Perfect tiramisu requires Savoiardi. If you’ve never heard of them, just think ladyfingers – and make them longer, thicker, and softer. While every Italian supermarket sells Savoiardi, you may struggle to find them abroad: I have yet to find them in a UK high street store, and trust me, I’ve done quite extensive research!
The good news is that you can still use ladyfingers, and make a very good tiramisu; if you’re after the real thing, however, a little more effort will pay off. Start by looking out for your local Italian deli, or try with an Italian restaurant: some of them display Italian food as part of the decor, and may have a few packs of Savoiardi on sale. You can also reach out to other Mediterranean delis: I found my 400g pack at Garcia’s and Sons, a Spanish Shop on Portobello Road.
- Whisk the egg yolks and sugar in a bowl, until you obtain a smooth, sticky cream.
- Add the mascarpone, and mix well.
- Beat the egg whites in another bowl, until they are very firm and form soft peaks.
- Fold the beaten egg whites into the cream. Mix gently with a metal spoon, moving it from the bottom up.
- Line a rectangular stoneware or glass dish with a thin layer of cream. I used a 24x17cm stoneware dish, which turned out to be just perfect.

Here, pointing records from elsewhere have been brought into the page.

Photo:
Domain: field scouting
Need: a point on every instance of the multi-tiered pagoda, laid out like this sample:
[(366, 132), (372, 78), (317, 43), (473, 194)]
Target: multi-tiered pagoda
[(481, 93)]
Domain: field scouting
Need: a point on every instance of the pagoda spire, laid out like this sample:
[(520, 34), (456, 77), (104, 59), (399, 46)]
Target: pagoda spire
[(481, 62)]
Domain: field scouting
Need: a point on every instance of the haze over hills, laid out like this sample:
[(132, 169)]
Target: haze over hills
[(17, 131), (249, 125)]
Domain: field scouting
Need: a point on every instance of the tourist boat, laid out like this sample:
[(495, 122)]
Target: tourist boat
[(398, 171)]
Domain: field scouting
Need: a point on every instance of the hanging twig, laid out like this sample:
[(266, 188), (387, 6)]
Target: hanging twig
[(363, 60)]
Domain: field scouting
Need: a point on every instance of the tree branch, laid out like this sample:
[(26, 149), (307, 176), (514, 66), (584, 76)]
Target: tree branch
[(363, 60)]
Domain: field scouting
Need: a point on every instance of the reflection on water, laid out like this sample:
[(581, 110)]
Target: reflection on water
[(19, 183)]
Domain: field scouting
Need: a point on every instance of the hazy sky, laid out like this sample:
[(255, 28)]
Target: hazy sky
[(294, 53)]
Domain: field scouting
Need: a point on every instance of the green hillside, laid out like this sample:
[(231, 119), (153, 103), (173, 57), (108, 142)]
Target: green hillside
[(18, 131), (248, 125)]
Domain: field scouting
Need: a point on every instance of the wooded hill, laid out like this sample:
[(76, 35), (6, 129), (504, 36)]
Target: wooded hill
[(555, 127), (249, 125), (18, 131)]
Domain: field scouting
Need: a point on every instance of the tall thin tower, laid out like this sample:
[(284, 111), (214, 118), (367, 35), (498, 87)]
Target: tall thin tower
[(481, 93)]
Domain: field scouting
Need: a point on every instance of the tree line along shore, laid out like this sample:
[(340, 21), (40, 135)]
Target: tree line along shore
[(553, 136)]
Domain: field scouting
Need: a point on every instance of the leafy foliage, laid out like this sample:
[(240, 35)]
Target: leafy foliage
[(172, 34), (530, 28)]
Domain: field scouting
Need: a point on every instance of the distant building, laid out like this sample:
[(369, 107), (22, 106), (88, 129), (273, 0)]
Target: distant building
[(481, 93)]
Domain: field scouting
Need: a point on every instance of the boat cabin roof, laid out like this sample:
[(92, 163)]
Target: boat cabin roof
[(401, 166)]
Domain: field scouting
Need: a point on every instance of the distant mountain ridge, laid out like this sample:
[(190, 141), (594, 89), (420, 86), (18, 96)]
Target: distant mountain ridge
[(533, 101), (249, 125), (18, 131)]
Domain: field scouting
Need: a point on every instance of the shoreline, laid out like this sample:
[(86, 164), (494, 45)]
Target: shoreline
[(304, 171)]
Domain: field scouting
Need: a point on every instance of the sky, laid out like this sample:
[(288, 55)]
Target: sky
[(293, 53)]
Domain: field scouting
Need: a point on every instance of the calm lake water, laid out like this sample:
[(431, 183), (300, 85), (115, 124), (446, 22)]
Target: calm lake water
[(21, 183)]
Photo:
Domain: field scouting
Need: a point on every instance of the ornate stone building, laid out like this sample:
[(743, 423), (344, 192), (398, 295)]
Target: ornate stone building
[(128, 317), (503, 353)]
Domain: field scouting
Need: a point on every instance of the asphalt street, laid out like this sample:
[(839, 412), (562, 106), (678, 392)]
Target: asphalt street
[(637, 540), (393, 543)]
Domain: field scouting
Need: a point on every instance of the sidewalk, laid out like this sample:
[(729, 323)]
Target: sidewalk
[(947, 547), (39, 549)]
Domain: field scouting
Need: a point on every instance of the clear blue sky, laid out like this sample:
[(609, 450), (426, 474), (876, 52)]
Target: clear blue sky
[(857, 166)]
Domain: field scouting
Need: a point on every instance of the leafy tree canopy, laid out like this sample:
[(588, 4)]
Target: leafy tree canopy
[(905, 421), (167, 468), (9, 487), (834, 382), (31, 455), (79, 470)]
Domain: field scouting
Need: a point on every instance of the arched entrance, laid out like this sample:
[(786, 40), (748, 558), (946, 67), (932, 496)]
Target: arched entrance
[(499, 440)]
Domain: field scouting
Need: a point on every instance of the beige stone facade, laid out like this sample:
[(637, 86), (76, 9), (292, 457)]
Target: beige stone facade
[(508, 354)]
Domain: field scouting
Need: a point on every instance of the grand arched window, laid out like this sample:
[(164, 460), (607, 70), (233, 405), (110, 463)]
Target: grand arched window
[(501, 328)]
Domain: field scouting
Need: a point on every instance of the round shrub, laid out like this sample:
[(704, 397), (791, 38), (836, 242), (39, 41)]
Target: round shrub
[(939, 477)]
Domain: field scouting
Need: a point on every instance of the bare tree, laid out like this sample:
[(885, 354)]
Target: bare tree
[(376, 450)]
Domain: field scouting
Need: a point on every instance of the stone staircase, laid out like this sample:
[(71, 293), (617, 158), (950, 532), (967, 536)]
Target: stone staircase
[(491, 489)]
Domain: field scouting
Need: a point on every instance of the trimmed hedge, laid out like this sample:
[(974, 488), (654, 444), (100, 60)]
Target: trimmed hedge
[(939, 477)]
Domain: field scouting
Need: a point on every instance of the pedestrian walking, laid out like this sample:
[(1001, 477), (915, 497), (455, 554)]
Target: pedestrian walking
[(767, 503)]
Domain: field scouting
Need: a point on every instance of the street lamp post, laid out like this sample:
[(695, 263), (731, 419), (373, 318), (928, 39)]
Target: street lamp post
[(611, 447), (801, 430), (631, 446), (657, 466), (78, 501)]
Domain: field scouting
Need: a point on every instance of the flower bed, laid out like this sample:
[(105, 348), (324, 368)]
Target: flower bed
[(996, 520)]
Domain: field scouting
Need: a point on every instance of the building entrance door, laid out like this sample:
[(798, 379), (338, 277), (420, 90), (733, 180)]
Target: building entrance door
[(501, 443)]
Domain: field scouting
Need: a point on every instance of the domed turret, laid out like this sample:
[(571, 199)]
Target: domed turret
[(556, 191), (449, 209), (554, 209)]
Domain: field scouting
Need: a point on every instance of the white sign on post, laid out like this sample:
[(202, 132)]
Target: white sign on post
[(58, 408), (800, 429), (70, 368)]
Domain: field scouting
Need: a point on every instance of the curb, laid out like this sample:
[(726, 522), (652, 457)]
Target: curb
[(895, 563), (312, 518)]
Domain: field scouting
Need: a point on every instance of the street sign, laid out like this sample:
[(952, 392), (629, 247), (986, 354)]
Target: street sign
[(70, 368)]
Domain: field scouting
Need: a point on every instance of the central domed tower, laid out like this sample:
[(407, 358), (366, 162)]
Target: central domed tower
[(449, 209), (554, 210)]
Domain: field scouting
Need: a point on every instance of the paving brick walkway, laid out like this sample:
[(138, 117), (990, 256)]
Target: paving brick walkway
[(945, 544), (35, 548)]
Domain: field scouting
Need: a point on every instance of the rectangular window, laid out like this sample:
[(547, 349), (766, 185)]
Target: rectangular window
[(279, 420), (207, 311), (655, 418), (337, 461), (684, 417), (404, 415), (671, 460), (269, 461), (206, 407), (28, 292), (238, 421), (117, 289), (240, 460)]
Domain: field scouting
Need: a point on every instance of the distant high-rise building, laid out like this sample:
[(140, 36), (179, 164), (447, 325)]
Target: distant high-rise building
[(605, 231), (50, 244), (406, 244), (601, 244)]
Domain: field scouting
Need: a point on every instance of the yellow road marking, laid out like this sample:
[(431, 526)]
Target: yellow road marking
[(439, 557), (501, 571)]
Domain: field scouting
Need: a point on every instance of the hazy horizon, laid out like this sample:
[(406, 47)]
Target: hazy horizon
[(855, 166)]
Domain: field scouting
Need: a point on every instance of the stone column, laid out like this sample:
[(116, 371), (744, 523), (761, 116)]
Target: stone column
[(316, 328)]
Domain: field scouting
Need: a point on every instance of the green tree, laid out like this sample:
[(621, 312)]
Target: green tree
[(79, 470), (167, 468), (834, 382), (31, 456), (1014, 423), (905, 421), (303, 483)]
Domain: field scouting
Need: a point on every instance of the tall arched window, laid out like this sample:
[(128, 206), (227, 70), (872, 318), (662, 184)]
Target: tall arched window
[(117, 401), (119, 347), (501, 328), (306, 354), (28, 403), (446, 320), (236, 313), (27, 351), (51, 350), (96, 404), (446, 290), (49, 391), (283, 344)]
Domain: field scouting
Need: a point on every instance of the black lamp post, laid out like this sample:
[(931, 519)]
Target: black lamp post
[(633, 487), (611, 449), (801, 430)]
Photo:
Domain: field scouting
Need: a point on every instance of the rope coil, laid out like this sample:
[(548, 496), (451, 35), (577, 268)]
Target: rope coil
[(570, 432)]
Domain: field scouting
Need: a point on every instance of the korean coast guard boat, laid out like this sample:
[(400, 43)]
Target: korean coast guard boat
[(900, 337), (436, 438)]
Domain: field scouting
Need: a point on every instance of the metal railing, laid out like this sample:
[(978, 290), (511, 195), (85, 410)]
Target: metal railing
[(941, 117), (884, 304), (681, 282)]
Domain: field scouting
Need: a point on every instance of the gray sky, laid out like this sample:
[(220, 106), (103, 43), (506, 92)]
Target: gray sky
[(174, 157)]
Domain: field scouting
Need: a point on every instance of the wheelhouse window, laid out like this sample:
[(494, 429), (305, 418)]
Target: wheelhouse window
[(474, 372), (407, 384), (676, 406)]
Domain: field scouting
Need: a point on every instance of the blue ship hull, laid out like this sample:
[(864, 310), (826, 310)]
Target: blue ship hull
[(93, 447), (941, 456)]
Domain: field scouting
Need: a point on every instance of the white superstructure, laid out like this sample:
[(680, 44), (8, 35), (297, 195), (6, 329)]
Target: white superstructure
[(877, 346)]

- Prepare the coffee, and pour it in a shallow flat-bottomed bowl when it’s ready.
Pro tip number one: Get hold of a stovetop coffee machine. Those who coined the saying “Italians do it better” were clearly thinking about coffee…or weren’t they?
- One by one, dip the Savoiardi into the coffee. Put them in your dish, building a first layer across its bottom.
Pro tip number two: Savoiardi are quite spongy, and absorb the coffee very quickly. To make sure your tiramisu is moist enough, but doesn’t get soggy, you should only dip them into the coffee for a second (or less!), and immediately take them out.
- Pour a generous helping of cream over the Savoiardi layer, and even it out with a spoon, making sure it covers all the biscuits.
- Repeat steps 4 and 5 to make a few more layers. Depending on the size and depth of your dish, you should be able to make three layers of biscuits, and top them with a final layer of cream.
- Cover your dish with a protective lid, or aluminum foil. Put it in the fridge, and leave it to set for at least 4 hours.
Pro tip number three: Serve your tiramisu the day after you made it. Leaving it in the fridge overnight guarantees the best results – but I totally understand it if you can’t wait!
- Take your tiramisu out of the fridge, and sprinkle with cocoa powder before serving.